A 27-year-old in Austin who earns $25,000 could pay $85 per month for health insurance next year, and a family of four in St. Louis with income of $50,000 might face a $32 monthly premium, according to new federal data on health insurance rates under the Affordable Care Act.
The report, released Wednesday by the Department of Health and Human Services, showed significant variation in the insurance premiums that Americans shopping on the individual market could pay under the president’s health-care overhaul. Across the 48 states for which data were available, the unsubsidized monthly premiums could be as low as $70 for an individual and as high as $1,200 for a moderate plan for a family of four.
The average national premium for an individual policy will be $328 in 2014, before including any of the tax credits that will be available to low- and middle-income Americans to help them purchase coverage.
Officials say these prices will be affordable for people buying insurance through the government marketplaces slated to open next week.
“For millions of Americans, these new options will finally make health insurance work within their budgets,” Health and Human Services Secretary Kathleen Sebelius said.
Information about how much insurance plans will cost under the law, sometimes called Obamacare, has been dribbling out for months on a state-by-state basis.
But the report from the administration, which has been collecting rate information since the spring, offers the first comprehensive look at the effect of the law on many Americans — specifically those who buy coverage privately and not through their employers, as well as low-income uninsured people who are not poor enough to qualify for Medicaid.
Beginning Tuesday, those people will be able to log on to government Web sites called marketplaces to peruse their plan options, apply for government subsidies and sign up for coverage effective next year. That is when the requirement kicks in that virtually every American carry health insurance or face a fine.
The report also includes information for more than two dozen states that declined to set up their own marketplaces, leaving at least part of the job up to the federal government.
Premiums will vary significantly depending on an individual’s income, where she lives and what type of coverage she buys. A 27-year-old in Fairfax County, for example, could spend between $124 and $258 on a health plan, depending on how robust she wants it to be.
A family of four in Fairfax County that earns $50,000 could get a health insurance plan with no premium at all, because the federal tax credit would cover the bill.
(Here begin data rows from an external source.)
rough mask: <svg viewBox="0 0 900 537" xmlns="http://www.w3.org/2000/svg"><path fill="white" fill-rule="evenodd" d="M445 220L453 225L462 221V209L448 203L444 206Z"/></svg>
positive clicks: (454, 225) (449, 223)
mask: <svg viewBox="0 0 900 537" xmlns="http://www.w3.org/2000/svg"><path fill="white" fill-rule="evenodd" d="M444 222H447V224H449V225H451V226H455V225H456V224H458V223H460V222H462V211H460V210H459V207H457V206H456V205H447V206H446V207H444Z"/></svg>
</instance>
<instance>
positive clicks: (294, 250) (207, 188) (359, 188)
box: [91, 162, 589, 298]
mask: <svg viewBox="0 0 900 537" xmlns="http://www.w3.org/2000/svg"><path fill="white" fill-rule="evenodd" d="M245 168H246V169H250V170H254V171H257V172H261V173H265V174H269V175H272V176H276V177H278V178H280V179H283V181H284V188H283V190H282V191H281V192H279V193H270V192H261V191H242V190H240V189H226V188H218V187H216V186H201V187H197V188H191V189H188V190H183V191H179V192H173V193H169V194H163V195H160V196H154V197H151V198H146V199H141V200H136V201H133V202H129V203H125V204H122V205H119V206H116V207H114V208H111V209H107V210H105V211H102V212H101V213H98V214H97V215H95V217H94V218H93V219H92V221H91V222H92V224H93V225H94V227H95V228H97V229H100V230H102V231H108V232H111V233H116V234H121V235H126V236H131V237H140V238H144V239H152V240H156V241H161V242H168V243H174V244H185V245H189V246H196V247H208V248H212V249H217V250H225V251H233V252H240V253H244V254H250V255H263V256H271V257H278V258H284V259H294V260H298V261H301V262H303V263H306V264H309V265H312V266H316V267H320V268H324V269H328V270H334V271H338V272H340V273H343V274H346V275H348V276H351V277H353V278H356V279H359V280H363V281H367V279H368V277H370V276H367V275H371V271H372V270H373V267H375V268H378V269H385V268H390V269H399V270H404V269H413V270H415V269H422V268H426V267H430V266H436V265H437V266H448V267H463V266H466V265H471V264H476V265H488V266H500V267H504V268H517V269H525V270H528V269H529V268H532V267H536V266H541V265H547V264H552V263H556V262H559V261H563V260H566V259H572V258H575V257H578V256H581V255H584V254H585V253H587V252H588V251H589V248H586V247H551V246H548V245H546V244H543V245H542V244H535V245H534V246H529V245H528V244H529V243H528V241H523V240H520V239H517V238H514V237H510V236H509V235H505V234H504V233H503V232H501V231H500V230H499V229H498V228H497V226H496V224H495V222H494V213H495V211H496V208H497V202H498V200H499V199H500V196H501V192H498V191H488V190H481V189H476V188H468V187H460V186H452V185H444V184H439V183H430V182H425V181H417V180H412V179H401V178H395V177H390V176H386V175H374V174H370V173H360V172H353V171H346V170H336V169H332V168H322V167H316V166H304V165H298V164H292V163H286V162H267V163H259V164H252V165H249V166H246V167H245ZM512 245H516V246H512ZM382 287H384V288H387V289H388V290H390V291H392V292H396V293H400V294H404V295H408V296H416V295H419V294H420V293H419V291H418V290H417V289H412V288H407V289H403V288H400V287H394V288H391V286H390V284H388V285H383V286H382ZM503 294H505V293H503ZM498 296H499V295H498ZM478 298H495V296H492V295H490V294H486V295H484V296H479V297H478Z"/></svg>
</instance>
Most people using the marketplaces will have incomes low enough to qualify for a government subsidy. A recent administration report found that 56 percent of the roughly 41 million uninsured people eligible for the marketplaces could pay monthly premiums of $100 or less.
Health experts say it is a good sign for consumers that premiums have come in lower than expected. Under the law, the plans must offer a basic set of benefits, including mental health and maternity care, which previously were not included in many private plans. Insurers are also forbidden from rejecting or charging people more because of preexisting conditions.
Many experts worried that those factors would drive up the cost of insurance. They partially credit competition on the marketplaces, where people will be able to directly compare plans from different insurance companies, for restraining premiums.
But they warn that premiums don’t tell the whole story.
The low rates are possible in part because insurance companies created special plans that include fewer in-network doctors and hospitals than many current plans.
This may not be a problem for healthy people who currently lack insurance. But those with illnesses may discover that their specialists are not covered by an exchange insurance plan. Low-income people accustomed to a certain community clinic may find that going there is no longer an option. And everyone may encounter long waits to see a doctor.
In addition, many of the lowest-cost plans may carry high deductibles, despite a cap imposed by the law that limits out-of-pocket costs to $6,350 per person per year.
“Despite the fact that the premiums are lower than expected, enrollees on exchanges are likely to face very high out-of-pocket costs before they hit their cap, and they are at risk of being in very narrow network plans that may or may not include all the providers they need access to,” said Caroline Pearson, vice president of health reform at the consulting firm Avalere Health, which did its own report on rates this month.
Some healthy people may also experience sticker shock on premiums. A recent analysis by the Manhattan Institute, a conservative think tank, found that some people who buy low-cost private plans today could see their rates jump by 24 percent.